Sonic Mania takes place over 13 levels, called zones. Eight are "remixed" from previous games, such as Green Hill Zone from the first Sonic (1991). Remixed stages consist of new elements and elements from past games. Each zone is divided into two acts, in which the player must guide their character past enemies and obstacles to reach the end. At the end of each act, the player takes part in a boss battle against Doctor Eggman, also known as Dr. Robotnik, or one of his robots, including the Hard-Boiled Heavies, elite henchmen based on the EggRobo enemies from Sonic 3 & Knuckles. The player collects golden rings, a form of health; players survive hits as long as they have at least one ring; if hit, their rings scatter and disappear after a short time. Television monitors containing rings, elemental shields, or power-ups such as invincibility and increased speed are scattered throughout each level. Like Sonic 3 & Knuckles, the story is told via short cutscenes between levels.
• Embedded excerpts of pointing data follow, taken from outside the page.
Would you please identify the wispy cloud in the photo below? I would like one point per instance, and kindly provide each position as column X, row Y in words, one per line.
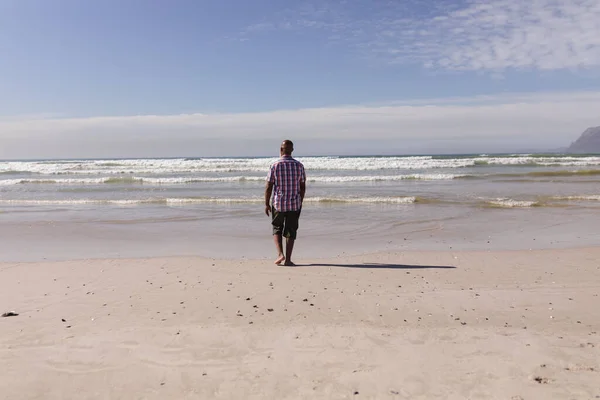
column 490, row 123
column 476, row 35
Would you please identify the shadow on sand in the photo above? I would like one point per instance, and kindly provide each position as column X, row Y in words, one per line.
column 377, row 266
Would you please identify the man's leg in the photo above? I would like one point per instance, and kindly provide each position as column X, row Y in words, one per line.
column 277, row 222
column 279, row 245
column 289, row 247
column 291, row 227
Giant rings hidden in each act, a feature of the original games, lead to pseudo-3D special stages similar to those in Sonic CD. Players dodge obstacles and collect colored spheres to increase their speed, allowing them to pursue a UFO carrying a Chaos Emerald; collecting all seven Chaos Emeralds allows players to use their character's super transformation and unlocks the true ending. Players' ring counters slowly decrease during special stages and must be continually replenished; if players run out of rings before they catch the UFO, the special stage ends. The "Blue Sphere" special stages from Sonic the Hedgehog 3 are repurposed as bonus stages accessed by entering a portal that appears when the player passes a checkpoint while carrying 25 or more rings. Completing bonus stages earns the player a silver or gold medal; collecting medals unlocks features such as a debug mode and sound test.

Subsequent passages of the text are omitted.